Absorption is negligible in enamel at 850 nm6, allowing us to further simplify this solution to a function of reduced scattering coefficient \(\mu ^{'}_{\mathrm {s}}\), the proportionality constant \(A=0.102\) and the pattern frequency f:

$$\begin{aligned} I_{\mathrm {AC}} (f) = \frac{3 A B}{\Big (\frac{2 \pi f}{\mu ^{'}_{\mathrm {s}}} + 1\Big )\Big (\frac{2 \pi f}{\mu ^{'}_{\mathrm {s}}} + 3A\Big )} \end{aligned}$$

This expression allows the reduced scattering coefficient to be calculated for each pixel based on the AC image signal as a function of pattern frequency, shown in Fig. 1e. Fitting is performed with two free parameters, the reduced scattering coefficient \(\mu ^{'}_{\mathrm {s}}\) and a dimensionless scaling term B. The use of a dimensionless scaling term accounts for factors such as illumination beam intensity and eliminates the need for reference measurements taken in phantoms.

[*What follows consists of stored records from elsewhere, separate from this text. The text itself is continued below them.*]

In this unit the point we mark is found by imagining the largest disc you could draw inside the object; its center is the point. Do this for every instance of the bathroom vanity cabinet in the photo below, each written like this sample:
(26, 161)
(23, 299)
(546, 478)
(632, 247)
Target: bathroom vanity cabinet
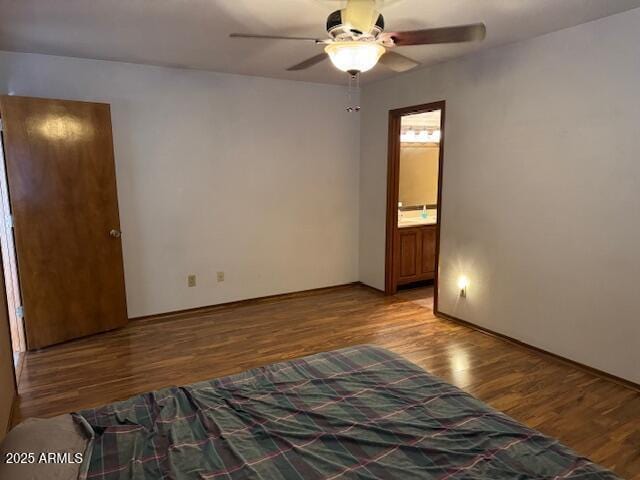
(416, 254)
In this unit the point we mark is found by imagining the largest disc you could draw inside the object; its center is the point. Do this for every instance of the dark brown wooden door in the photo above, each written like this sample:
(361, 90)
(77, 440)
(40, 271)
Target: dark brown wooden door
(62, 187)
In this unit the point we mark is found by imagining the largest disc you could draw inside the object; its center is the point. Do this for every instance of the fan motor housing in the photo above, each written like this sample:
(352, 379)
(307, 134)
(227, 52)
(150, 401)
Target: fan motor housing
(337, 29)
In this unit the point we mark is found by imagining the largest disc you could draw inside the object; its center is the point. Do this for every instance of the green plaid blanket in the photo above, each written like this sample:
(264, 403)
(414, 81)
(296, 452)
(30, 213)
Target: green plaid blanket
(361, 412)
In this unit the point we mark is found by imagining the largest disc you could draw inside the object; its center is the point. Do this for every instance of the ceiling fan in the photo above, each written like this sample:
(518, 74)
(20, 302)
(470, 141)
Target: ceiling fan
(358, 40)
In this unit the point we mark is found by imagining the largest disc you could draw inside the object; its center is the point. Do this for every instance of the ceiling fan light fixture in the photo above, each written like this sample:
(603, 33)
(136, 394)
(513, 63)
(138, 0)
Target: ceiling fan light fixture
(354, 56)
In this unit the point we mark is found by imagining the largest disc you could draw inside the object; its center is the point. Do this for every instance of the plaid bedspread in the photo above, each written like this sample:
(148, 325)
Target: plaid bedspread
(360, 412)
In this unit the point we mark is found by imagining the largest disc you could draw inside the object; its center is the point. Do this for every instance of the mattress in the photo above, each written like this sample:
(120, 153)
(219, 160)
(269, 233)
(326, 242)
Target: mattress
(360, 412)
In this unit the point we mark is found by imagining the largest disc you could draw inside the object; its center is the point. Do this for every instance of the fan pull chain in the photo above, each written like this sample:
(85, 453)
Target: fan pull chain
(352, 90)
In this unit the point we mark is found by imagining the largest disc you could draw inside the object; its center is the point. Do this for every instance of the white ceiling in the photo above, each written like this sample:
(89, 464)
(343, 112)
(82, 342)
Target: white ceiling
(194, 33)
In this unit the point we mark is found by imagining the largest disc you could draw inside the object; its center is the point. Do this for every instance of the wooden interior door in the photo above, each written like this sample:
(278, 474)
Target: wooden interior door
(62, 188)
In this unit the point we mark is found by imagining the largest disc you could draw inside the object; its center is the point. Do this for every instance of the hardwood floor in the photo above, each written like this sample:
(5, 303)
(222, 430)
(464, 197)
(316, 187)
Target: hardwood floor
(594, 416)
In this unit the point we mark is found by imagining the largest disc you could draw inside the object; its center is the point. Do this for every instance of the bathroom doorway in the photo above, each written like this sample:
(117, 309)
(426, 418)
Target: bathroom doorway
(414, 193)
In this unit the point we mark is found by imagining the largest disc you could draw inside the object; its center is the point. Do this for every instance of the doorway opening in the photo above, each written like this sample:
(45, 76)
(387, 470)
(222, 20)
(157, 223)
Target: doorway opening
(10, 268)
(414, 196)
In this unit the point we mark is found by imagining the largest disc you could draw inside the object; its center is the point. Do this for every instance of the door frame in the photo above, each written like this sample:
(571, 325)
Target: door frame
(393, 186)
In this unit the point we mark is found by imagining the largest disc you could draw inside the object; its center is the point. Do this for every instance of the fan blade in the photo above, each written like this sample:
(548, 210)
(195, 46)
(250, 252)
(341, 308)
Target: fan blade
(397, 62)
(309, 62)
(274, 37)
(461, 33)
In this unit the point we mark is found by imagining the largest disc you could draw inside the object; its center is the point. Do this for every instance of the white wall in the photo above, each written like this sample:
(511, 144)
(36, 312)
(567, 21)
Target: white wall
(251, 176)
(541, 197)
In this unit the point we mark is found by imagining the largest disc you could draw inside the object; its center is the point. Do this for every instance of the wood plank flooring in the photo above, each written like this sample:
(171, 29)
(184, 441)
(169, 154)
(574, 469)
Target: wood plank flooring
(596, 417)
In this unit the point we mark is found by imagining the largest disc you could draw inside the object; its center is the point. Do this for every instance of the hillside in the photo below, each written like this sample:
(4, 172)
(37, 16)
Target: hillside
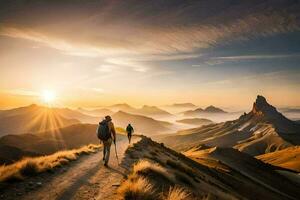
(260, 131)
(33, 118)
(287, 158)
(195, 121)
(48, 142)
(141, 124)
(157, 172)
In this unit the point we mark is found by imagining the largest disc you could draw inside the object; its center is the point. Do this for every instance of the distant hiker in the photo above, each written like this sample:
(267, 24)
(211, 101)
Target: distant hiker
(129, 131)
(106, 133)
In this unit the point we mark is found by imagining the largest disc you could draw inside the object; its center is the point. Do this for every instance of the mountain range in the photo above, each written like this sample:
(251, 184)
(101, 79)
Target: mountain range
(33, 118)
(195, 121)
(260, 131)
(209, 109)
(141, 124)
(14, 147)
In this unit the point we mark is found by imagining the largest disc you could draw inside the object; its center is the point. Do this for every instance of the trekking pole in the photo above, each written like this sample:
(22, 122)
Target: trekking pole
(116, 153)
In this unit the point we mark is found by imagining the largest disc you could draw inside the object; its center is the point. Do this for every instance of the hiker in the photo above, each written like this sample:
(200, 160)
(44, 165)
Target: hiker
(129, 131)
(107, 134)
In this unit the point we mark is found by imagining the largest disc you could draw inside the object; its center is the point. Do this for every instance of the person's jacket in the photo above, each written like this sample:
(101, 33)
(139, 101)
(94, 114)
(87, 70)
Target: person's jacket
(112, 130)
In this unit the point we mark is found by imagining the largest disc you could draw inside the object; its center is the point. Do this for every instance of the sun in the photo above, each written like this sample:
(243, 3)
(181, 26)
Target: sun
(48, 96)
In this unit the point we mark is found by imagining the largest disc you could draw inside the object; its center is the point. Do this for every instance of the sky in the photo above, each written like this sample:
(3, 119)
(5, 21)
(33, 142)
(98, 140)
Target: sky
(94, 53)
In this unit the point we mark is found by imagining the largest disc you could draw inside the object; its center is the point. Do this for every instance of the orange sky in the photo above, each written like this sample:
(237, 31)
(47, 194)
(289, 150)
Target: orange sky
(93, 54)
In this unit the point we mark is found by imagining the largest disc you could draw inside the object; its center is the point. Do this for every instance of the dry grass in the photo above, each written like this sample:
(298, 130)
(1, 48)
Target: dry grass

It should be noted that whilst Eqs. (4) and (7) appear similar, \(\mu ^{'}_{\mathrm {eff}}\) is a function of \(\mu ^{'}_{\mathrm {s}}\), \(\mu _{\mathrm {a}}\) and f and \(\mu _{\mathrm {tr}}\) is a function of \(\mu ^{'}_{\mathrm {s}}\) and \(\mu _{\mathrm {a}}\). As a result, in addition to Eq. (4) having an additional variable to fit, care must be taken to ensure that optimal fit results for \(\mu ^{'}_{\mathrm {eff}}\) and \(\mu _{\mathrm {tr}}\) offer real, positive values of \(\mu ^{'}_{\mathrm {s}}\) and \(\mu _{\mathrm {a}}\) when including the effects of absorption. Consequently, fitting to Eq. (7) is both faster and more robust than fitting to Eq. (4), demonstrating the advantage of operating in a regime with negligible absorption such as that offered by the use of near infrared light.

This fit-based quantification approach is preferred to Monte Carlo techniques as this provides faster results, whilst also providing better precision and more insight into the fit quality than look-up table techniques. This fit quality allows us to identify when approximations in our model, such as that of homogeneous static tissue, break down. Fitting is performed with a nonlinear least-squares algorithm that returns a reduced scattering coefficient, a dimensionless scaling term and a quality of fit measurement \(R^2\). The full process from demodulation to fit results is performed using custom MatLab code and is illustrated in Fig. 1c–f.